Turkish Foreign Minister Mevlut Cavusoglu said that any move by
Biden to recognise the 1915 mass killings of Armenians by the Ottomans as a genocide will further harm already strained ties between the NATO allies.
A year ago, when Biden was still a presidential candidate, he commemorated the anniversary of the 1.5 million Armenian men, women and children who lost their lives in the final days of the Ottoman Empire.
He pledged to support efforts to describe these killings as genocide.
The “New York Times” and “The Wall Street Journal” reported that Biden is scheduled to declare the massacres classified as “genocide” on Saturday on the occasion of the 106th anniversary of the mass killings that began in 1915 when the Ottoman Empire was fighting Tsarist Russia during World War I in the region known now as Armenia.
More than 100 members of Congress, led by the Democratic member Adam Schiff, the House Intelligence Committee chairman, have sent a letter to Biden urging him to fulfil his pledge to recognise genocide during his election campaign.
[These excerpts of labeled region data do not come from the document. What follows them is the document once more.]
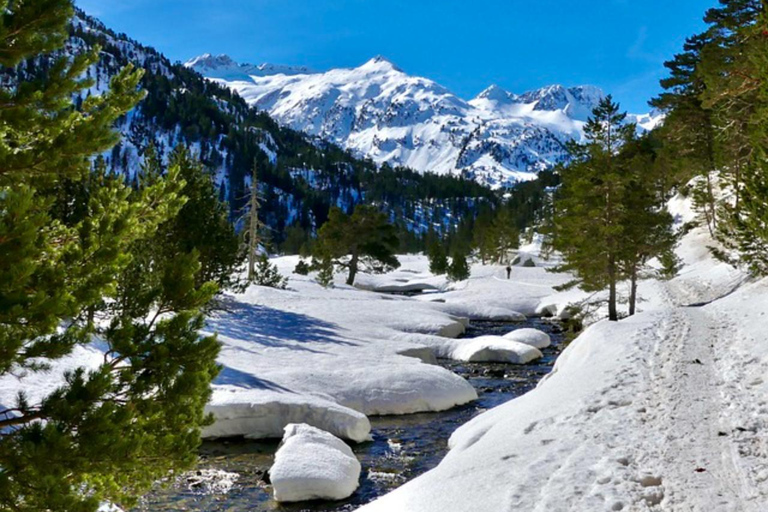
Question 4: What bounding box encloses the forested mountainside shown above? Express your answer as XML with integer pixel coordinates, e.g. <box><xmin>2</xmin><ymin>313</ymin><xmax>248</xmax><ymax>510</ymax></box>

<box><xmin>186</xmin><ymin>54</ymin><xmax>661</xmax><ymax>188</ymax></box>
<box><xmin>4</xmin><ymin>11</ymin><xmax>495</xmax><ymax>251</ymax></box>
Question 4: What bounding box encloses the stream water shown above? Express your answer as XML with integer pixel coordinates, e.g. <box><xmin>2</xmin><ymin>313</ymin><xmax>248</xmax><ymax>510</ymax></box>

<box><xmin>137</xmin><ymin>318</ymin><xmax>562</xmax><ymax>512</ymax></box>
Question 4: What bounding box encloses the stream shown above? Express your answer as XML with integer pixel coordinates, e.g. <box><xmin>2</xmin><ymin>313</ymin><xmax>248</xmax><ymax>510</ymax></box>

<box><xmin>136</xmin><ymin>318</ymin><xmax>563</xmax><ymax>512</ymax></box>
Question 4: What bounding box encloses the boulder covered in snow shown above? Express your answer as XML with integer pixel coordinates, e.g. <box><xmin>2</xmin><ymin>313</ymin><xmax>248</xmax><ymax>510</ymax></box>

<box><xmin>504</xmin><ymin>328</ymin><xmax>552</xmax><ymax>349</ymax></box>
<box><xmin>203</xmin><ymin>385</ymin><xmax>371</xmax><ymax>442</ymax></box>
<box><xmin>451</xmin><ymin>336</ymin><xmax>543</xmax><ymax>364</ymax></box>
<box><xmin>269</xmin><ymin>424</ymin><xmax>361</xmax><ymax>502</ymax></box>
<box><xmin>433</xmin><ymin>300</ymin><xmax>525</xmax><ymax>322</ymax></box>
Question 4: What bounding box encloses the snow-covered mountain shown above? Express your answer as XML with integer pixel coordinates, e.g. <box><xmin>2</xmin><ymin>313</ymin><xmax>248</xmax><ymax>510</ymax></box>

<box><xmin>186</xmin><ymin>55</ymin><xmax>655</xmax><ymax>187</ymax></box>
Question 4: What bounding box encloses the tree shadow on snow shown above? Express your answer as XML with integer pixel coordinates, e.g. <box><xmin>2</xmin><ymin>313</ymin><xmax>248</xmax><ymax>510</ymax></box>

<box><xmin>214</xmin><ymin>366</ymin><xmax>295</xmax><ymax>393</ymax></box>
<box><xmin>206</xmin><ymin>301</ymin><xmax>356</xmax><ymax>353</ymax></box>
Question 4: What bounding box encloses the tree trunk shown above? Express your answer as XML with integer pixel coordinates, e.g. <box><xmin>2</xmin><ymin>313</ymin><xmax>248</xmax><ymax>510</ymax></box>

<box><xmin>629</xmin><ymin>267</ymin><xmax>637</xmax><ymax>316</ymax></box>
<box><xmin>248</xmin><ymin>162</ymin><xmax>259</xmax><ymax>281</ymax></box>
<box><xmin>347</xmin><ymin>252</ymin><xmax>358</xmax><ymax>286</ymax></box>
<box><xmin>608</xmin><ymin>259</ymin><xmax>619</xmax><ymax>322</ymax></box>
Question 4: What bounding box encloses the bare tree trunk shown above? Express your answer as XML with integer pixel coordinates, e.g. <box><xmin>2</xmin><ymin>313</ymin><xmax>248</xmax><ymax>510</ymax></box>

<box><xmin>248</xmin><ymin>162</ymin><xmax>259</xmax><ymax>281</ymax></box>
<box><xmin>608</xmin><ymin>257</ymin><xmax>619</xmax><ymax>322</ymax></box>
<box><xmin>347</xmin><ymin>252</ymin><xmax>359</xmax><ymax>286</ymax></box>
<box><xmin>629</xmin><ymin>267</ymin><xmax>637</xmax><ymax>316</ymax></box>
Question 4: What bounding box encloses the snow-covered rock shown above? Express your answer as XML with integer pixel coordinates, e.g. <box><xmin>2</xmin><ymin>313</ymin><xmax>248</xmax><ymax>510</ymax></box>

<box><xmin>269</xmin><ymin>424</ymin><xmax>361</xmax><ymax>502</ymax></box>
<box><xmin>451</xmin><ymin>336</ymin><xmax>542</xmax><ymax>364</ymax></box>
<box><xmin>358</xmin><ymin>191</ymin><xmax>768</xmax><ymax>512</ymax></box>
<box><xmin>187</xmin><ymin>55</ymin><xmax>659</xmax><ymax>187</ymax></box>
<box><xmin>203</xmin><ymin>385</ymin><xmax>371</xmax><ymax>442</ymax></box>
<box><xmin>504</xmin><ymin>328</ymin><xmax>552</xmax><ymax>349</ymax></box>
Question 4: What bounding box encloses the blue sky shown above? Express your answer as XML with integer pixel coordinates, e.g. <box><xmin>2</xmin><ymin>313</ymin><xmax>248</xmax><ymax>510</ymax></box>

<box><xmin>76</xmin><ymin>0</ymin><xmax>716</xmax><ymax>112</ymax></box>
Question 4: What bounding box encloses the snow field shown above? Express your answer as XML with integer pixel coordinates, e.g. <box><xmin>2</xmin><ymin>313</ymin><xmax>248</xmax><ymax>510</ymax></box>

<box><xmin>359</xmin><ymin>193</ymin><xmax>768</xmax><ymax>512</ymax></box>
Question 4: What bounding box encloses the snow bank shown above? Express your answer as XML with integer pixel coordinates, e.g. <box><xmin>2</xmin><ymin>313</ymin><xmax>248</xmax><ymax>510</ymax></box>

<box><xmin>451</xmin><ymin>336</ymin><xmax>542</xmax><ymax>364</ymax></box>
<box><xmin>204</xmin><ymin>257</ymin><xmax>477</xmax><ymax>441</ymax></box>
<box><xmin>504</xmin><ymin>328</ymin><xmax>552</xmax><ymax>349</ymax></box>
<box><xmin>359</xmin><ymin>198</ymin><xmax>768</xmax><ymax>512</ymax></box>
<box><xmin>434</xmin><ymin>300</ymin><xmax>525</xmax><ymax>322</ymax></box>
<box><xmin>269</xmin><ymin>424</ymin><xmax>361</xmax><ymax>502</ymax></box>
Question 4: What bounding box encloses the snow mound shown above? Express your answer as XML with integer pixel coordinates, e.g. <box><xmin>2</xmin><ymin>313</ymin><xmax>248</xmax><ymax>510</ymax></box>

<box><xmin>203</xmin><ymin>386</ymin><xmax>371</xmax><ymax>442</ymax></box>
<box><xmin>451</xmin><ymin>336</ymin><xmax>542</xmax><ymax>364</ymax></box>
<box><xmin>434</xmin><ymin>301</ymin><xmax>525</xmax><ymax>322</ymax></box>
<box><xmin>269</xmin><ymin>424</ymin><xmax>361</xmax><ymax>502</ymax></box>
<box><xmin>504</xmin><ymin>328</ymin><xmax>552</xmax><ymax>349</ymax></box>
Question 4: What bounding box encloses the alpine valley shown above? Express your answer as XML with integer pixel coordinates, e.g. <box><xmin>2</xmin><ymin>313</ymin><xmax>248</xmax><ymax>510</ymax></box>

<box><xmin>9</xmin><ymin>10</ymin><xmax>497</xmax><ymax>249</ymax></box>
<box><xmin>185</xmin><ymin>54</ymin><xmax>661</xmax><ymax>188</ymax></box>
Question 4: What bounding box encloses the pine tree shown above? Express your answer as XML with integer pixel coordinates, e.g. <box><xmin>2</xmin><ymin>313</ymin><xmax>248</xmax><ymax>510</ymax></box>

<box><xmin>161</xmin><ymin>145</ymin><xmax>243</xmax><ymax>289</ymax></box>
<box><xmin>427</xmin><ymin>230</ymin><xmax>448</xmax><ymax>276</ymax></box>
<box><xmin>709</xmin><ymin>2</ymin><xmax>768</xmax><ymax>276</ymax></box>
<box><xmin>248</xmin><ymin>160</ymin><xmax>262</xmax><ymax>282</ymax></box>
<box><xmin>619</xmin><ymin>136</ymin><xmax>677</xmax><ymax>316</ymax></box>
<box><xmin>491</xmin><ymin>205</ymin><xmax>520</xmax><ymax>264</ymax></box>
<box><xmin>316</xmin><ymin>205</ymin><xmax>400</xmax><ymax>286</ymax></box>
<box><xmin>554</xmin><ymin>96</ymin><xmax>635</xmax><ymax>321</ymax></box>
<box><xmin>316</xmin><ymin>257</ymin><xmax>333</xmax><ymax>288</ymax></box>
<box><xmin>0</xmin><ymin>0</ymin><xmax>218</xmax><ymax>512</ymax></box>
<box><xmin>472</xmin><ymin>208</ymin><xmax>499</xmax><ymax>265</ymax></box>
<box><xmin>651</xmin><ymin>33</ymin><xmax>718</xmax><ymax>235</ymax></box>
<box><xmin>447</xmin><ymin>252</ymin><xmax>470</xmax><ymax>282</ymax></box>
<box><xmin>253</xmin><ymin>254</ymin><xmax>288</xmax><ymax>290</ymax></box>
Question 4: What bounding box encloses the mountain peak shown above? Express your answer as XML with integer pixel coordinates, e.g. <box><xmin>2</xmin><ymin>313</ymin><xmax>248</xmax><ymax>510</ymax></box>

<box><xmin>184</xmin><ymin>53</ymin><xmax>237</xmax><ymax>69</ymax></box>
<box><xmin>360</xmin><ymin>55</ymin><xmax>402</xmax><ymax>72</ymax></box>
<box><xmin>475</xmin><ymin>84</ymin><xmax>514</xmax><ymax>102</ymax></box>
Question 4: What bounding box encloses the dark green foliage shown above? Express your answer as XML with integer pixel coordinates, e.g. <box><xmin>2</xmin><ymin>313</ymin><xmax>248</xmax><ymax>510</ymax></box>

<box><xmin>553</xmin><ymin>96</ymin><xmax>677</xmax><ymax>321</ymax></box>
<box><xmin>473</xmin><ymin>204</ymin><xmax>520</xmax><ymax>264</ymax></box>
<box><xmin>280</xmin><ymin>224</ymin><xmax>310</xmax><ymax>254</ymax></box>
<box><xmin>315</xmin><ymin>205</ymin><xmax>400</xmax><ymax>285</ymax></box>
<box><xmin>618</xmin><ymin>136</ymin><xmax>677</xmax><ymax>316</ymax></box>
<box><xmin>554</xmin><ymin>96</ymin><xmax>635</xmax><ymax>320</ymax></box>
<box><xmin>293</xmin><ymin>260</ymin><xmax>310</xmax><ymax>276</ymax></box>
<box><xmin>315</xmin><ymin>257</ymin><xmax>333</xmax><ymax>288</ymax></box>
<box><xmin>0</xmin><ymin>0</ymin><xmax>218</xmax><ymax>512</ymax></box>
<box><xmin>656</xmin><ymin>0</ymin><xmax>768</xmax><ymax>275</ymax></box>
<box><xmin>155</xmin><ymin>145</ymin><xmax>240</xmax><ymax>289</ymax></box>
<box><xmin>427</xmin><ymin>233</ymin><xmax>448</xmax><ymax>276</ymax></box>
<box><xmin>253</xmin><ymin>254</ymin><xmax>288</xmax><ymax>290</ymax></box>
<box><xmin>447</xmin><ymin>253</ymin><xmax>470</xmax><ymax>282</ymax></box>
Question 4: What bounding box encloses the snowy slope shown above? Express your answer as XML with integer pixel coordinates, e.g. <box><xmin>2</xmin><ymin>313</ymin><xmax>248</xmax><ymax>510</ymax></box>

<box><xmin>186</xmin><ymin>54</ymin><xmax>657</xmax><ymax>187</ymax></box>
<box><xmin>359</xmin><ymin>197</ymin><xmax>768</xmax><ymax>512</ymax></box>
“For decades, as leaders around the world recognised the first genocide of the twentieth century, the president of the United States maintained his silence,” the letter said.
“Mr President, as you said last year in your statement of the 24th of April, silence is complicity. And the shameful silence of the United States Government on the historic fact of the Armenian Genocide has gone on for too long, and it must end.”
The massacres were already officially recognised by the US Congress as an act of genocide in December 2019 in an essentially symbolic vote.
Ian Bremmer, president and founder of the Eurasia Group, said Biden’s expected move reflects the deteriorating relationship between the two countries, but that Erdogan’s options will be limited.
“It is unlikely that Erdogan will provoke the United States with actions that could further undermine Turkey’s weak economy,” he added.